ADV is an adenine nucleotide analog, which has been shown to be effective against both wild-type and LAM-resistant HBV both in vitro and in vivo. ADV resistance occurred commonly at the surface antigen or RT domain and can also affect the changes of preS deletions. The frequency of preS deletions between nucleotide 3037-56 was higher at the emergence of ADV resistance compared to that at the emergence of LAM resistance [32]. We speculate that the 207nt deletion in the preS1 region of this patient may also be related to the application of ADV.

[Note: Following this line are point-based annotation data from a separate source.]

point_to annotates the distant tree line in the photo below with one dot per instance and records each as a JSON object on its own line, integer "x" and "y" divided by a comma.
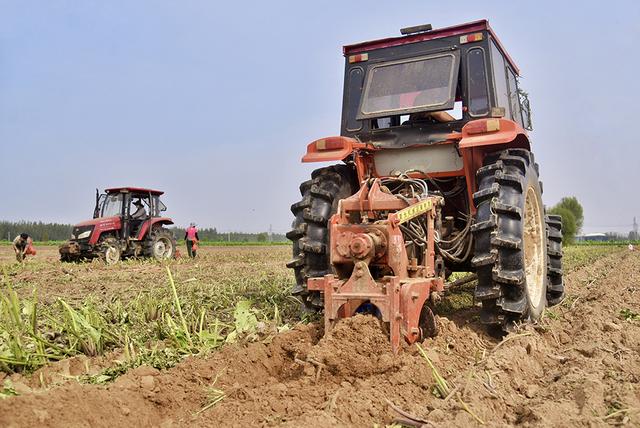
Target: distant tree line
{"x": 572, "y": 215}
{"x": 38, "y": 230}
{"x": 212, "y": 234}
{"x": 44, "y": 232}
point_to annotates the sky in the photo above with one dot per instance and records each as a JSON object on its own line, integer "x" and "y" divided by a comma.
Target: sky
{"x": 215, "y": 102}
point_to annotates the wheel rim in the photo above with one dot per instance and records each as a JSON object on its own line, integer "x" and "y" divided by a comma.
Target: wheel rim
{"x": 533, "y": 248}
{"x": 111, "y": 255}
{"x": 162, "y": 248}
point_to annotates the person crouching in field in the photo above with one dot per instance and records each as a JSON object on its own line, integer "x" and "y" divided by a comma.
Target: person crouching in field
{"x": 191, "y": 238}
{"x": 23, "y": 246}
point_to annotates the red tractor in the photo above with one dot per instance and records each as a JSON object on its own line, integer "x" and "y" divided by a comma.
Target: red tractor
{"x": 437, "y": 176}
{"x": 126, "y": 222}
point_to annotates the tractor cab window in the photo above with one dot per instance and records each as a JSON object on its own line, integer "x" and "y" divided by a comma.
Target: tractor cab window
{"x": 139, "y": 207}
{"x": 500, "y": 80}
{"x": 514, "y": 97}
{"x": 477, "y": 85}
{"x": 410, "y": 86}
{"x": 158, "y": 207}
{"x": 112, "y": 205}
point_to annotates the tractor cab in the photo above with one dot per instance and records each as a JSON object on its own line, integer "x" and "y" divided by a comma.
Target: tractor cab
{"x": 135, "y": 206}
{"x": 416, "y": 89}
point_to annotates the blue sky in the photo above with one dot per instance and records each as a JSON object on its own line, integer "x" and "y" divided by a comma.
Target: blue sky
{"x": 215, "y": 102}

The most important ADV-resistant HBV mutants have rtN236T and rtA181V/T [33]. Development of the HBV rtA181T/sW172* mutant could occur during prolonged LAM therapy, conferring cross resistance to ADV [34]. Previous studies have shown that the incidence of ADV resistance was high in LAM-resistant patients treated with ADV for a short term or without overlapping LAM [35, 36]. Thus, ADV overlapping with LAM therapy rather than ADV monotherapy is necessary to reduce the incidence of ADV resistance in patients with LAM resistance. Clinical isolates containing the rtA181T + rtN236T double mutant exhibited reduced susceptibility to TDF in genotypes B and C [37], which is also true for the HBV isolate studied here.

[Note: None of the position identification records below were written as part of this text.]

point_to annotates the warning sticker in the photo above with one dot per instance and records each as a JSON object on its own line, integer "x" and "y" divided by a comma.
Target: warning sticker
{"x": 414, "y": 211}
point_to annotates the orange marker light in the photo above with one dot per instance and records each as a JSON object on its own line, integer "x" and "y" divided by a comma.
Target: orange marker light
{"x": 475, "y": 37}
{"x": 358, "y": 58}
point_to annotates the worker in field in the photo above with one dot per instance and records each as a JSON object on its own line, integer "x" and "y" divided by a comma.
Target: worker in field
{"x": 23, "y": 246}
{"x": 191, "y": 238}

HBV has a small and compact genome of 3.2 kb, which made it difficult to develop HBV-based recombinant plasmids for liver targeting and therapy. In this regard, the 207nt deletion enhances rather than diminishing HBV genome replication, and virion secretion of this mutant could be rescued by trans-complementation through another plasmid. That has enabled insertion of foreign sequence into this deletion mutant for diagnostic or therapeutic purposes [38]. Based on c4, we previously generated another highly replicative HBV vector (named 5c3c) by expanding the deletion region to 308 bp for the cargo gene insertion. Recently, we showed 5c3c with an IL-21 gene insertion could secrete infective recombinant HBV virions when in trans provided with surface protein, which could be used for liver-targeting gene delivery [39]. In a summary, c4 clone provides a platform for recombinant vector construction.